Pra além do arco-íres

Todos os dias, só acordava ao tocar os dedos no chienelo ao pé da cama. Então fazia nascer o dia e ela se editava em mais um capítulo. Era a novela que nunca acabava porque só tinha começo. Ou seria cinema? Adorava fins de ano, porque haveria o primeiro dia ... Fim de década... E já havia passado por duas. Presenciou o fim do milênio e devia se achar uma privilegiada por isso. Fazia todos os planos e começava a executá-los. Mas depois do início vinha o meio e, como ela só queria o novo, voltava ao zero e vivia assim fantasiada de fênix, escondendo as rugas que também insistiam em começar.
Ela adorava promessas – as próprias e as alheias. Assim, tudo era novidade e ela garantia que não se jogaria do terraço!
O tédio era uma pedra que ela jogava na vidraça do vizinho da frente.
Certo dia minha vidraça não se estraçalhou e tudo que soube foi que a inquilina do apartamento de frente ao meu havia se mudado. Certamente fez as malas e atravessou o arco-íres!

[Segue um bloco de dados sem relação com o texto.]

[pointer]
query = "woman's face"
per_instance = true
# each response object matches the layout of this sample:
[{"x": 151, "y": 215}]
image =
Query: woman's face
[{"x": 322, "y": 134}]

domingo, 2 de janeiro de 2011

Para você, minha Bitta

Silêncio é só o que consigo ser hoje. O vazio que o tempo planta entre presença e ausência. Horas se tornarão anos e te levarão para longe de mim. Porque ainda agora você estava aqui nos meus braços tão pequena e indefesa. Seus olhinhos... Cadê você, Bittinha? Bibi? Bibibi? Bibi!!! Ah, meu amor, você está aqui... só não a vejo, mas sinto. Cuidando de seu filhinho Nino adotado, deitando sobre as roupas deixadas na cama, soltando pelos pela casa inteira. Eu te amo, minha Bitta.
O amor teima em não se resignar em amar sem você, mas ele agora tem de ser ainda mais sublime porque vai amá-la por toda parte, por toda a eternidade, mesmo sem vê-la em seu aspecto físico. E toda vez que eu pegar meu violão estarei tocando para você também, estarei a embalando nas notas que você sempre me ajudou a tocar.
E até que eu me acostume (?) em não lhe ver, estarei oca, apesar do amor enorme que me alenta. Um amor que flutua sem gravidade e não tem mais forma definida. É esférico e eterno em busca de seus olhinhos, de seu pelo tigrado dormindo ao meu lado e me aquecendo no frio.
A morte não existe, Bitta. É uma invenção do tempo, um furto abrupto da existência. Mas é só um duto do amor para a eternidade.